Saturday, August 6, 2011

Kiss You When You Start The Day.

My history of traveling reads a bit like a history of temporarily empty bedrooms, bedrooms that were vacated by sharehouse residents then claimed by me through some often-tenuous relationship with the other housemates. In Glasgow, for example, I claimed Dougie's room when he was off at space camp, sitting at his desk overlooking the street, writing in my journal the stories that would eventually become my zine. There was something about being in a near-empty space, with only a bed, a desk and a chair, that brought out all the stories I'd forgotten or repressed.

When I stayed in Kit's room in Leeds, however, most of her stuff was still there. She'd just gone away with her family or something, and her room was only free for two or three weeks. I have vague memories of her being an English student or something, because her bookshelf was full of the usual suspects - a Norton Anthology, a Works of Shakespeare, a Pocket Oxford. But in between all of those thick, heavy-bound, thin-leafed works of enormity I picked out some blazing red poppies - the cover of Ted Hughes' Birthday Letters. It was the same edition my parents, on my subtle insistence, had presented to me on my birthday, a month before I'd flown out.



The edition of Birthday Letters in question.



Kit's House on Hessel Mount, Leeds, thanks to the glory of Google Street View.
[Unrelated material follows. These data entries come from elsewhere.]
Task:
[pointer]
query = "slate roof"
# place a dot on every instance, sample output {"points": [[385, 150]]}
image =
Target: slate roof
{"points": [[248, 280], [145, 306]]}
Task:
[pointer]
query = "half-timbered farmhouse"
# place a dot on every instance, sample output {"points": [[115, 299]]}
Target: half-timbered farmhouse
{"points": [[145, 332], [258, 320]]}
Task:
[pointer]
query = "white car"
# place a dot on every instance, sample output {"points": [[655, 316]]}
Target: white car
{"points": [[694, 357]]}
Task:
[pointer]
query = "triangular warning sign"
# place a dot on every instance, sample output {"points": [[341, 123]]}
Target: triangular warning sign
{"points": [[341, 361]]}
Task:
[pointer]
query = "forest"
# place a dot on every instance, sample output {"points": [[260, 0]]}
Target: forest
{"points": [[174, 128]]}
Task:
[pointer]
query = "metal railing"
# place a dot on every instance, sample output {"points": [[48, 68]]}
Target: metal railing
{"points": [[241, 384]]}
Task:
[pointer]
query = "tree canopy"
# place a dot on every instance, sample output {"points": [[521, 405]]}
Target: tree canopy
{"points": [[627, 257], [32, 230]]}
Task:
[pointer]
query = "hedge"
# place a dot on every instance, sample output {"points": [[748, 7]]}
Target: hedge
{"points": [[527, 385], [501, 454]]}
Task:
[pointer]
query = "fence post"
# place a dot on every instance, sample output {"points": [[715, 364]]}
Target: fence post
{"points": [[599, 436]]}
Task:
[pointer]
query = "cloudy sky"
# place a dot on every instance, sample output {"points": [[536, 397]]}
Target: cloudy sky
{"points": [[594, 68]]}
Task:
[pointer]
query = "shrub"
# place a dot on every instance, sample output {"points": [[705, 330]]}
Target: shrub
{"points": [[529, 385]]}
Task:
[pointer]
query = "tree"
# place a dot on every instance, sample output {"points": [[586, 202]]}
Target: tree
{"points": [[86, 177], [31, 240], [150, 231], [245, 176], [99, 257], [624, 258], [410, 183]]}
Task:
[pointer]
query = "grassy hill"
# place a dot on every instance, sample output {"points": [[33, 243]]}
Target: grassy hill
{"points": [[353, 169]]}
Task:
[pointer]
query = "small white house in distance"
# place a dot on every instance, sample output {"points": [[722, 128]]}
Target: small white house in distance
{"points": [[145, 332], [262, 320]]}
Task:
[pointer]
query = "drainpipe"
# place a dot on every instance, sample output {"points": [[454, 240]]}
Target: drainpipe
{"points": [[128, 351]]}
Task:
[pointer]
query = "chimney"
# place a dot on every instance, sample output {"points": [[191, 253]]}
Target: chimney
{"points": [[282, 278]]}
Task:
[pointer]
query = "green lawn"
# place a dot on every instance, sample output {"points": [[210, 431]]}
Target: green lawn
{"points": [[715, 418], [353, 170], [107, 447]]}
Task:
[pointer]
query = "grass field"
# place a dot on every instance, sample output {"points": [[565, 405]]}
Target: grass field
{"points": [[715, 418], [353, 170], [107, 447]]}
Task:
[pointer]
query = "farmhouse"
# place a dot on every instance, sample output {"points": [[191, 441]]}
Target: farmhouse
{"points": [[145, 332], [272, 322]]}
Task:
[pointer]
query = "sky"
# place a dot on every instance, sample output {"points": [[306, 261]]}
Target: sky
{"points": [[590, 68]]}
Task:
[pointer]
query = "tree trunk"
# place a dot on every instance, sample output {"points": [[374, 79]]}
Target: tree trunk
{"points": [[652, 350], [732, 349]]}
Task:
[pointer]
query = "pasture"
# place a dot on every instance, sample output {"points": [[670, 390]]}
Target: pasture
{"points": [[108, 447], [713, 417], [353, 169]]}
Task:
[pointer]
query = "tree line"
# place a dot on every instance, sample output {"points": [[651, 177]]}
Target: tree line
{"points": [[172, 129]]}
When I started reading those poems again I knew what I was getting myself into, but it didn't help. The poems are restrained and desperate, burdened and impossible, like trying to communicate something vitally important, but having to do it underwater. A kid wandering aimlessly around a foreign country shouldn't subject themself to that kind of oppression, that kind of frustrated, useless helplessness. When I eventually left Leeds I also left Kit's copy of the book behind, but took with me these two lines, from 'Sam':

How did you hang on? You couldn't have done it.
Something in you not you did it for itself.
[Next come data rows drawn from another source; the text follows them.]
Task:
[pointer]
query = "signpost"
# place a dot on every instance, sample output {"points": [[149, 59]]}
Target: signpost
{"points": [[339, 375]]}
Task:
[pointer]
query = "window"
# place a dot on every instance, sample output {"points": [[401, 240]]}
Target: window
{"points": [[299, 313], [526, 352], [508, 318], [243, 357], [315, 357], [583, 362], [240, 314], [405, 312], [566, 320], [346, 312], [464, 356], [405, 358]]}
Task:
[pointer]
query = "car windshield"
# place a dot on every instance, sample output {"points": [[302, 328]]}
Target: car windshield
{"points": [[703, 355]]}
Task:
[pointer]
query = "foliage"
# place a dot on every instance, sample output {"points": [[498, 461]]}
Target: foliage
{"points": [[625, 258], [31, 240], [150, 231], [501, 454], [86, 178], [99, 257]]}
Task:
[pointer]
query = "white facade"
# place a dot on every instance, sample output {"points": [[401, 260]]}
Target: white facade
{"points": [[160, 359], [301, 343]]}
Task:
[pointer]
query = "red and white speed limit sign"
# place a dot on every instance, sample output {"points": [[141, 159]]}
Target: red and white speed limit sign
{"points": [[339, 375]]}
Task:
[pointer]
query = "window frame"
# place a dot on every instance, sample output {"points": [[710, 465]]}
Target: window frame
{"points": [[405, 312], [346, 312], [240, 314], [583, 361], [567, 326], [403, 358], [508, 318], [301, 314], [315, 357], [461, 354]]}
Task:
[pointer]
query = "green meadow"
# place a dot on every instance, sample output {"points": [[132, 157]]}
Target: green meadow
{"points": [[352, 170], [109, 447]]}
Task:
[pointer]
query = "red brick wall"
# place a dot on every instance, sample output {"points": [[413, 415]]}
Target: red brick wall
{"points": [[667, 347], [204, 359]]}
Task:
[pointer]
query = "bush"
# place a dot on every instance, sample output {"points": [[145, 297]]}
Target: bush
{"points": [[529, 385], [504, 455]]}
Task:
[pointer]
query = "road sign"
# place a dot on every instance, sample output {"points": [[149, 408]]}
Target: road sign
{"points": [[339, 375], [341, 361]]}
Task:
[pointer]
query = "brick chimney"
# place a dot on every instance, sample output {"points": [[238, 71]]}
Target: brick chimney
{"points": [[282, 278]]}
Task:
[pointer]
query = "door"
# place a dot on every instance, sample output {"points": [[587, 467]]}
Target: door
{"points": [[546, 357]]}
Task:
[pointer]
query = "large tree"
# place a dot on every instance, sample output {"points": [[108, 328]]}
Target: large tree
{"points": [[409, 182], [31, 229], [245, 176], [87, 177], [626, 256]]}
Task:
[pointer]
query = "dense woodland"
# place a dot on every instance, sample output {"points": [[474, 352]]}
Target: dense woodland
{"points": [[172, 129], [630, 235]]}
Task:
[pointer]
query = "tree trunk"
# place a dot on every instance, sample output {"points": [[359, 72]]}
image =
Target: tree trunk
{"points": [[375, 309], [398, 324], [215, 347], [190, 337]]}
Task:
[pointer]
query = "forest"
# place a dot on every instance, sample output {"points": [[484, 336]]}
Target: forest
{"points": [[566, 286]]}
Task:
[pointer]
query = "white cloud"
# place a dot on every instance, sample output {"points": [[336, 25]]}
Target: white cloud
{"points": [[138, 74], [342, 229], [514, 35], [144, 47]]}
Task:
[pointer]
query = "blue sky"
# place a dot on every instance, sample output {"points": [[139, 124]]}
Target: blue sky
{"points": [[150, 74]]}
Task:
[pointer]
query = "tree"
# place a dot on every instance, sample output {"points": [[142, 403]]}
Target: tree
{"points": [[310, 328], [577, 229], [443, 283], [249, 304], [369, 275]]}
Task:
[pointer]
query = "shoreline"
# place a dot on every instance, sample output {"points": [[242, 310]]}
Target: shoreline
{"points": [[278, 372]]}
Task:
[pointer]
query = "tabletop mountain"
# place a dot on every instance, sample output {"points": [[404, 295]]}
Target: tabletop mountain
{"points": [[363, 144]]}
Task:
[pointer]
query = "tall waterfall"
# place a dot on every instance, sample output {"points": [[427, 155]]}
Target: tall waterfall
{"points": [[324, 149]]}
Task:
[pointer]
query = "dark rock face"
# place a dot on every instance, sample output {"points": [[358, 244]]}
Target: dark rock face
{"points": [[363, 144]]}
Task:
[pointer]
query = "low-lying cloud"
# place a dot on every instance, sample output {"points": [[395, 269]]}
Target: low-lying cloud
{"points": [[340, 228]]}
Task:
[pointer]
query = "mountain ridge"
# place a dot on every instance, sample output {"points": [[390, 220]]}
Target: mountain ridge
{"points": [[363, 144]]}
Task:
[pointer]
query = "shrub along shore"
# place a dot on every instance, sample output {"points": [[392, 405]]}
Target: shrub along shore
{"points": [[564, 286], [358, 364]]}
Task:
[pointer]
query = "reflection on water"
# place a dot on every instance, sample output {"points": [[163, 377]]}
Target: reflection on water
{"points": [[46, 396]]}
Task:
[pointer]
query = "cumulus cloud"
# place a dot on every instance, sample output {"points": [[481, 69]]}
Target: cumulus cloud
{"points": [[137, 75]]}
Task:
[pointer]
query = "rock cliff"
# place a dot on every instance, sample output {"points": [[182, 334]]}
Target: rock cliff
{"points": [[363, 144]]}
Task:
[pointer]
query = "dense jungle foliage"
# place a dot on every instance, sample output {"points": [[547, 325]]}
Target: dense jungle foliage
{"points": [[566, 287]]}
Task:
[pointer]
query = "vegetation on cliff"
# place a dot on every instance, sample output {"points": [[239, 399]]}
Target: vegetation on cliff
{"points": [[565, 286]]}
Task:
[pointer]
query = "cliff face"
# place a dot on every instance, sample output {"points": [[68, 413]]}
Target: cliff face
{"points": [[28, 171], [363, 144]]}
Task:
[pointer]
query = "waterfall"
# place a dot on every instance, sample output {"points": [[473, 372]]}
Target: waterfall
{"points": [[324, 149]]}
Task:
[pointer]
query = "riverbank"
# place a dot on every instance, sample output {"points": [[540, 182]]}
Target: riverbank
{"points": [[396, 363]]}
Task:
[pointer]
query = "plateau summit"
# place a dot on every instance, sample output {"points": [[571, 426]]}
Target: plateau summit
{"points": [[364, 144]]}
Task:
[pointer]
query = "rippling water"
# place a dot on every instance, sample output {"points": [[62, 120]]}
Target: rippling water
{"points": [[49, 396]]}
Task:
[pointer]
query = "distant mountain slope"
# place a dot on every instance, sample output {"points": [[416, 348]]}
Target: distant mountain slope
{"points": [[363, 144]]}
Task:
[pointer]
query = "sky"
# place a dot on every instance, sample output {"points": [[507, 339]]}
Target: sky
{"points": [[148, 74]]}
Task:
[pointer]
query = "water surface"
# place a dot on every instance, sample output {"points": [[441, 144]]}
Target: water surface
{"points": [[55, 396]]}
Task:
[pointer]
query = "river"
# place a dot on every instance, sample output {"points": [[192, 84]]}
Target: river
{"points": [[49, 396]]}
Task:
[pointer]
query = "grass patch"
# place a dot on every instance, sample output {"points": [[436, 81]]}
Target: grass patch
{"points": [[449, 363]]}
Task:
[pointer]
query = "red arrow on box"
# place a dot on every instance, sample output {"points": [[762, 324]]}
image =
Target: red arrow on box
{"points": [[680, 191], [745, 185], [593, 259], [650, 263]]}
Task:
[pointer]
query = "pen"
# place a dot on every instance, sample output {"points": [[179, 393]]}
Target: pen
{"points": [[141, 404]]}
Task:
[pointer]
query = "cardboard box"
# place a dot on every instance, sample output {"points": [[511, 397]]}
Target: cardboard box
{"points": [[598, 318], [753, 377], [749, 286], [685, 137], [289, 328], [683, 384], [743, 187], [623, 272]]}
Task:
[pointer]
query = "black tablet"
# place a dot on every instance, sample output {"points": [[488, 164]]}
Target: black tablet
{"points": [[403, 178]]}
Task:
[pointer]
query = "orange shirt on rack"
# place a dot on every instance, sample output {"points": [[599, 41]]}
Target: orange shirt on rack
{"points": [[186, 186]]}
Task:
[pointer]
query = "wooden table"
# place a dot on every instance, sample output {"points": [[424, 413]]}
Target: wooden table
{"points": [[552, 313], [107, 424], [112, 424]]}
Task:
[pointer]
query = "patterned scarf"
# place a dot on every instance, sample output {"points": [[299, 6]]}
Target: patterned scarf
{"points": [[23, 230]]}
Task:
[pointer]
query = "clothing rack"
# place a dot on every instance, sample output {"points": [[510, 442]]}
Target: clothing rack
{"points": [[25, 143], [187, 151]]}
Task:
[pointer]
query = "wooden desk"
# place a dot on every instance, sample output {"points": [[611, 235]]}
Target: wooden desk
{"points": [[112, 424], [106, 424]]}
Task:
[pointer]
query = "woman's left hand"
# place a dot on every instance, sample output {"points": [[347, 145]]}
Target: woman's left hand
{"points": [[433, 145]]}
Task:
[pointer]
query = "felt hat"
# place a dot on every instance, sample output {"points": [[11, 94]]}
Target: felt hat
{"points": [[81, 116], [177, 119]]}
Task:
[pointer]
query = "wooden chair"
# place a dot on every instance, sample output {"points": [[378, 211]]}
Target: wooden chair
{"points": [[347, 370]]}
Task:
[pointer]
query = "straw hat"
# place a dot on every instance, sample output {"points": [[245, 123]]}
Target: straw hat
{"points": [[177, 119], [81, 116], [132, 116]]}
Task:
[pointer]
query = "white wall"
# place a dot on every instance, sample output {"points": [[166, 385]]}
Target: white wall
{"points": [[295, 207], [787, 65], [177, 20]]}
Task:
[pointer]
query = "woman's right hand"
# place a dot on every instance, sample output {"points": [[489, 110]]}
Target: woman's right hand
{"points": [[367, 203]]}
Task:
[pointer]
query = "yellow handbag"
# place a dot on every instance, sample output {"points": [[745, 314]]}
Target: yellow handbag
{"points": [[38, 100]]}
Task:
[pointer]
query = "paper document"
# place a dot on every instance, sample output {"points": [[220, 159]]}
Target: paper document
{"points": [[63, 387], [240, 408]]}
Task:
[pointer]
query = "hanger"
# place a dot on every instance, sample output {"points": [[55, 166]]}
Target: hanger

I no longer have that edition of Birthday Letters. I don't know what happened to it. Somewhere along the line I must've given it to some girl, or lost it in a trans-continental move, or left it on a train. In its place I have the newer edition, with the thick cardstock cover and the minimalist typeface, which I found in my own bookshelf earlier this evening. Perhaps an adult shouldn't subject themself either. I'm not sure. Mind you, I'm not sure of much these days. That's probably why I'm reaching for the book in the first place.

...I was dumbfounded afresh
By my ignorance of the simplest things.